Despite objections from the urology group, PIVOT’s findings support the results of the Prostate, Lung, Colorectal and Ovarian (PLCO) cancer-screening trial, which to date has shown that most cancers detected by repeated PSA screening are low risk and that annual prostate cancer screening does not reduce mortality.

“The findings of these two studies should be reassuring to men with low-risk prostate cancer,” said Andriole, who also serves as chairman of the PLCO’s prostate cancer committee. “PSA screening commonly results in the discovery of cancers that are generally not a threat to life. This ‘overdiagnosis’ of nonlethal cancers is concerning in and of itself and becomes especially problematic if men with such low-risk cancers are ‘overtreated,’ since they are unlikely to benefit from the treatment and may experience side effects like incontinence and impotence.”

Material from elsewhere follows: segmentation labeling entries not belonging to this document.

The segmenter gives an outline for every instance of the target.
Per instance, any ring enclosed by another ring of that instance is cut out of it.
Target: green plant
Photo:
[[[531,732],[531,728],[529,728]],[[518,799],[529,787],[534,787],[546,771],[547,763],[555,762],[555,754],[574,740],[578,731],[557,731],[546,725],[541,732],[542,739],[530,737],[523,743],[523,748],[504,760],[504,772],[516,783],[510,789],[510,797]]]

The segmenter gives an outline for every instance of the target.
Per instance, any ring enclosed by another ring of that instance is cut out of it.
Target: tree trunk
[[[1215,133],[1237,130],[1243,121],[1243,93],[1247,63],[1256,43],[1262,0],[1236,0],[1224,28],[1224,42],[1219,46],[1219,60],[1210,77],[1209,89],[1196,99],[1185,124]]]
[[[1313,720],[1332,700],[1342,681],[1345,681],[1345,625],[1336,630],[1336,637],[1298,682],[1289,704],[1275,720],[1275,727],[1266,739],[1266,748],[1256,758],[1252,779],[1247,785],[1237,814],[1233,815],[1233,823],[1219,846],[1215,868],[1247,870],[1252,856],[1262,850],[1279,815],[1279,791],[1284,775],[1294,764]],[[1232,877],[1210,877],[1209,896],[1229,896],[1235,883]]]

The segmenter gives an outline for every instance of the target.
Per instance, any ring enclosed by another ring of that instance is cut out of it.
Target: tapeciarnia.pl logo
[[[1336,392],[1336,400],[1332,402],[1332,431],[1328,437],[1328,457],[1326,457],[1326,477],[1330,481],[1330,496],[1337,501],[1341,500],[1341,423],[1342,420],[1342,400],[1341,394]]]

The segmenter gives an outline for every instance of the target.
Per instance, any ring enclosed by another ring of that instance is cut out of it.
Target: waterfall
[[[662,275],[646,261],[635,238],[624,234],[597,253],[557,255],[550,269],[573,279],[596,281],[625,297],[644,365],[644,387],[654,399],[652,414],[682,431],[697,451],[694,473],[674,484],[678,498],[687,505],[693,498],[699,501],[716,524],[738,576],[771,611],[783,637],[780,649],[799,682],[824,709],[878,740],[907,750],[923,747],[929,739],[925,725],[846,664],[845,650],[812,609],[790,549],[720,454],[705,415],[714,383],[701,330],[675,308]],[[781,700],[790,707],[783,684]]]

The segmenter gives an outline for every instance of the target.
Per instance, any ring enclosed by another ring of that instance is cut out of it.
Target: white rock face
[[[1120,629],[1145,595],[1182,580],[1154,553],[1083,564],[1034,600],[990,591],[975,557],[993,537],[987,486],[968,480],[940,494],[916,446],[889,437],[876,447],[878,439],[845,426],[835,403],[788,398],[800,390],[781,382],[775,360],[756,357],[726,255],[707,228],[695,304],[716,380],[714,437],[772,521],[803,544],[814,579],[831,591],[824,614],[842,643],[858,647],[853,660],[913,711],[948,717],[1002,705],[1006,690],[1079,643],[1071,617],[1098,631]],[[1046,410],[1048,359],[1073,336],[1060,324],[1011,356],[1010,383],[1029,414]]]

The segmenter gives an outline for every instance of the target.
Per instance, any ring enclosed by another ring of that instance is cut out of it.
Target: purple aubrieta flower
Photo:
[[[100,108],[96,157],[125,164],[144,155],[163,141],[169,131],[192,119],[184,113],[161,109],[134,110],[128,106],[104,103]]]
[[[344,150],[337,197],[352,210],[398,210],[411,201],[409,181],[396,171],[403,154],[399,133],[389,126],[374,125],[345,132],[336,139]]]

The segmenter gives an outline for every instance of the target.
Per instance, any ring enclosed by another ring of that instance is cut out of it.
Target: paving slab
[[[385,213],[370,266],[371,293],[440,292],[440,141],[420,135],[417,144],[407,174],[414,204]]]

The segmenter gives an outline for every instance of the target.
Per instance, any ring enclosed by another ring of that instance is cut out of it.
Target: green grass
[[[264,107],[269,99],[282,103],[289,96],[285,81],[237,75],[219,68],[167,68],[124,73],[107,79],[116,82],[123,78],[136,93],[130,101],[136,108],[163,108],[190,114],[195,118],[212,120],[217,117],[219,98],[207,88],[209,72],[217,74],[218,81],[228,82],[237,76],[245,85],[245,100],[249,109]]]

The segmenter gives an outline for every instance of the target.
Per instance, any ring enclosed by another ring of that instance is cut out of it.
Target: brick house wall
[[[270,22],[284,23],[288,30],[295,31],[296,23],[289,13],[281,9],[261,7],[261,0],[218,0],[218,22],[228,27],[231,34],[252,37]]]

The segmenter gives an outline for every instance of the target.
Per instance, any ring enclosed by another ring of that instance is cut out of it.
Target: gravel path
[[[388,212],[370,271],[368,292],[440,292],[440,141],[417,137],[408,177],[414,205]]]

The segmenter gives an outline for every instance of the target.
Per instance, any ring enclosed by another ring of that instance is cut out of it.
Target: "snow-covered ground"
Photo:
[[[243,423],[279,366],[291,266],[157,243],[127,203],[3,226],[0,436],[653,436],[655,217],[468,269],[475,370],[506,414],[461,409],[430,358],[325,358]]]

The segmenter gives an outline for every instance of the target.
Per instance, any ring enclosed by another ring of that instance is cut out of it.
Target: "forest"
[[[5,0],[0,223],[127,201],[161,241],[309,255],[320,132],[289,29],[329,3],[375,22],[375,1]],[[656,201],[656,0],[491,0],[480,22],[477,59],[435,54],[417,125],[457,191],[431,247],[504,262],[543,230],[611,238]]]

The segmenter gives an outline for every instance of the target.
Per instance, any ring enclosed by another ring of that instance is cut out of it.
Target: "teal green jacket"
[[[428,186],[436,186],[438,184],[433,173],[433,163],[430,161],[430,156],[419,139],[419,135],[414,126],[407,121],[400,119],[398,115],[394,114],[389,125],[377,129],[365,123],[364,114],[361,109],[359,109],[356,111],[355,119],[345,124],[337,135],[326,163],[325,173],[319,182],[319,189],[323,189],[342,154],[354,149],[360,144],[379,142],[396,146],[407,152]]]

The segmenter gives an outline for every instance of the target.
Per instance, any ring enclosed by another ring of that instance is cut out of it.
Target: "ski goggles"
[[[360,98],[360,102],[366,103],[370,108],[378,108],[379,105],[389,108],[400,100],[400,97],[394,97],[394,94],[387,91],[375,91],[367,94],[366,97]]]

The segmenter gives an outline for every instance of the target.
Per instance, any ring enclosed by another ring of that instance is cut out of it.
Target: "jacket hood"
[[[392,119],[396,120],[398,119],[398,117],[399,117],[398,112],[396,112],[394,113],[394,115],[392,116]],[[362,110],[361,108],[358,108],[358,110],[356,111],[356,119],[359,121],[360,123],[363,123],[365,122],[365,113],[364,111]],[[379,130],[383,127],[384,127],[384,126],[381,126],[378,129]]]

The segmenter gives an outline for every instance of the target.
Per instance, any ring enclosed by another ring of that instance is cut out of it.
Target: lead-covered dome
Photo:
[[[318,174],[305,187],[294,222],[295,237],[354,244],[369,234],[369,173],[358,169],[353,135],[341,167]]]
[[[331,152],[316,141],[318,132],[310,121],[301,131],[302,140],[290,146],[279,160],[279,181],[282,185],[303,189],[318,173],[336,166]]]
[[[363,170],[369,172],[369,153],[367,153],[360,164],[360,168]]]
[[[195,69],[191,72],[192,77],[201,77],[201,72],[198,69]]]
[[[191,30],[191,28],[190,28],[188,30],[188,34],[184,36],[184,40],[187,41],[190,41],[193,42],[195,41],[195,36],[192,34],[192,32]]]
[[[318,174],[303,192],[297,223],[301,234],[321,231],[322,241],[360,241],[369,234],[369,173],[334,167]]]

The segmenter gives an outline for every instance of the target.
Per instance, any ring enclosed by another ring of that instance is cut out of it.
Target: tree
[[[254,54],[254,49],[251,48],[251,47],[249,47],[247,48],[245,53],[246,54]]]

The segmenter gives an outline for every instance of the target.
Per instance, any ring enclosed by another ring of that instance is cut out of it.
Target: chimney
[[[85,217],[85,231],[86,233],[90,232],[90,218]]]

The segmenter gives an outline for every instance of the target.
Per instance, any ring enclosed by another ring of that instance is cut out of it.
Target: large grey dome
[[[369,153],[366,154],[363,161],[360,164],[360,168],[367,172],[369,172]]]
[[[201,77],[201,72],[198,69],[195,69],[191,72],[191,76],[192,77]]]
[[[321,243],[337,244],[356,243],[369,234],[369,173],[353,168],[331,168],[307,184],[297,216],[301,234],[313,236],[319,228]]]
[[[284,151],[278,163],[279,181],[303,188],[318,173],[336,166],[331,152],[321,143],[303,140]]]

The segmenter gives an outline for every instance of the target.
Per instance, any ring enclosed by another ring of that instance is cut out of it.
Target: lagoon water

Overall, deaths from prostate cancer occurred infrequently during the study period. Only 5.8% of those treated with surgery died of prostate cancer or treatment, compared with 8.4% of those under observation — not a statistically significant difference.

In recently assigning PSA screening a Grade D recommendation and discouraging its use, the U.S. Preventative Services Task Force considered results of both the PLCO and PIVOT studies.

Andriole suggested a middle ground for many men with low-risk prostate cancer detected by PSA screening.

“Active surveillance is apt to be better than observation or immediate treatment in most low-risk patients,” he said. “We watch the PSA very closely and biopsy men periodically, so, if a tumor starts growing or becomes more aggressive, we can still successfully treat it.”

Penson, meanwhile, said the inability to conclusively determine whether prostate cancer is low- or high-risk makes it difficult to discourage treatment in patients who want it.

He said the data about “positive findings in the high-risk patients underscore a strong need for reliable, effective biomarkers that allow us to distinguish low-risk disease from high-risk disease, so we can prescribe treatment accordingly. Until we are able to distinguish between indolent and aggressive disease, some men with low-risk prostate cancer will desire treatment; this is appropriate in the absence of a certainty that they will die with prostate cancer, not of prostate cancer.